Il testo dell’articolo 2, comma 2 della legge 15 luglio
1966, n. 604 (Norme sui licenziamenti individuali), e’ il
seguente:
"Art. 2. Il prestatore di lavoro puo’ chiedere, entro
quindici giorni dalla comunicazione, i motivi che hanno
determinato il recesso: in tal caso il datore di lavoro
deve, nei sette giorni dalla richiesta, comunicarli per
iscritto.".
Il testo degli articoli 4, comma 4 e 10, comma 3, della
legge 12 marzo 1999, n .6 (Norme per il diritto al lavoro
dei disabili) e’ il seguente:
"Art. 4. Criteri di computo della quota di riserva.
(Omissis).
4. I lavoratori che divengono inabili allo svolgimento
delle proprie mansioni in conseguenza di infortunio o
malattia non possono essere computati nella quota di
riserva di cui all’articolo 3 se hanno subito una riduzione
della capacita’ lavorativa inferiore al 60 per cento o,
comunque, se sono divenuti inabili a causa
dell’inadempimento da parte del datore di lavoro, accertato
in sede giurisdizionale, delle norme in materia di
sicurezza ed igiene del lavoro. Per i predetti lavoratori
l’infortunio o la malattia non costituiscono giustificato
motivo di licenziamento nel caso in cui essi possano essere
adibiti a mansioni equivalenti ovvero, in mancanza, a
mansioni inferiori. Nel caso di destinazione a mansioni
inferiori essi hanno diritto alla conservazione del piu’
favorevole trattamento corrispondente alle mansioni di
provenienza. Qualora per i predetti lavoratori non sia
possibile l’assegnazione a mansioni equivalenti o
inferiori, gli stessi vengono avviati, dagli uffici
competenti di cui all’articolo 6, comma 1, presso altra
azienda, in attivita’ compatibili con le residue capacita’

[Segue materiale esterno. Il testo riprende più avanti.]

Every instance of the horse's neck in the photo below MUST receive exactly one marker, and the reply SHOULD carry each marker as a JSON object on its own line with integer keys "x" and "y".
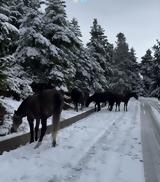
{"x": 22, "y": 109}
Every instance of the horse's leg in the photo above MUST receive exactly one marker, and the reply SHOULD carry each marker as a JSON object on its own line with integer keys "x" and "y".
{"x": 126, "y": 106}
{"x": 36, "y": 129}
{"x": 82, "y": 106}
{"x": 55, "y": 124}
{"x": 76, "y": 108}
{"x": 31, "y": 126}
{"x": 95, "y": 107}
{"x": 119, "y": 106}
{"x": 99, "y": 106}
{"x": 43, "y": 130}
{"x": 116, "y": 106}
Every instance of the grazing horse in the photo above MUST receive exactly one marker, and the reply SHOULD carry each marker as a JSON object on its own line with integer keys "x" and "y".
{"x": 40, "y": 107}
{"x": 38, "y": 87}
{"x": 98, "y": 98}
{"x": 124, "y": 98}
{"x": 77, "y": 97}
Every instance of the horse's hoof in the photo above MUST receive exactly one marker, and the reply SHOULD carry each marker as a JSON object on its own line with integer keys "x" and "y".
{"x": 37, "y": 145}
{"x": 53, "y": 143}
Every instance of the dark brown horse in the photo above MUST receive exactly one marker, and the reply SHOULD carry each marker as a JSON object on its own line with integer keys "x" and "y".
{"x": 40, "y": 107}
{"x": 124, "y": 98}
{"x": 77, "y": 97}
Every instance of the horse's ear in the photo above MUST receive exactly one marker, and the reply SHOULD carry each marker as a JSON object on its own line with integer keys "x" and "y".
{"x": 15, "y": 112}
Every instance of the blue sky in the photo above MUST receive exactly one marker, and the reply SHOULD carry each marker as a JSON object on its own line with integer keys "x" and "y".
{"x": 137, "y": 19}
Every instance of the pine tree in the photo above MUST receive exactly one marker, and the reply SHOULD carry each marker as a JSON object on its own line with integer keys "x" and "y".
{"x": 99, "y": 49}
{"x": 155, "y": 85}
{"x": 146, "y": 71}
{"x": 125, "y": 62}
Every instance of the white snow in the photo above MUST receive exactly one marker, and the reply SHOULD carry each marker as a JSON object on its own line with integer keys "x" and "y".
{"x": 105, "y": 147}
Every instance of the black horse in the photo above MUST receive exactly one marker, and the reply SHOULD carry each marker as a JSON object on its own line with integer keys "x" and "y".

lavorative, senza inserimento nella graduatoria di cui
all’articolo 8. "
"Art.10. Rapporto di lavoro dei disabili
obbligatoriamente assunti.
(Omissis).
2. Nel caso di aggravamento delle condizioni di salute
o di significative variazioni dell’organizzazione del
lavoro, il disabile puo’ chiedere che venga accertata la
compatibilita’ delle mansioni a lui affidate con il proprio
stato di salute. Nelle medesime ipotesi il datore di lavoro
puo’ chiedere che vengano accertate le condizioni di salute
del disabile per verificare se, a causa delle sue
minorazioni, possa continuare ad essere utilizzato presso
l’azienda. Qualora si riscontri una condizione di
aggravamento che, sulla base dei criteri definiti dall’atto
di indirizzo e coordinamento di cui all’articolo 1, comma
4, sia incompatibile con la prosecuzione dell’attivita’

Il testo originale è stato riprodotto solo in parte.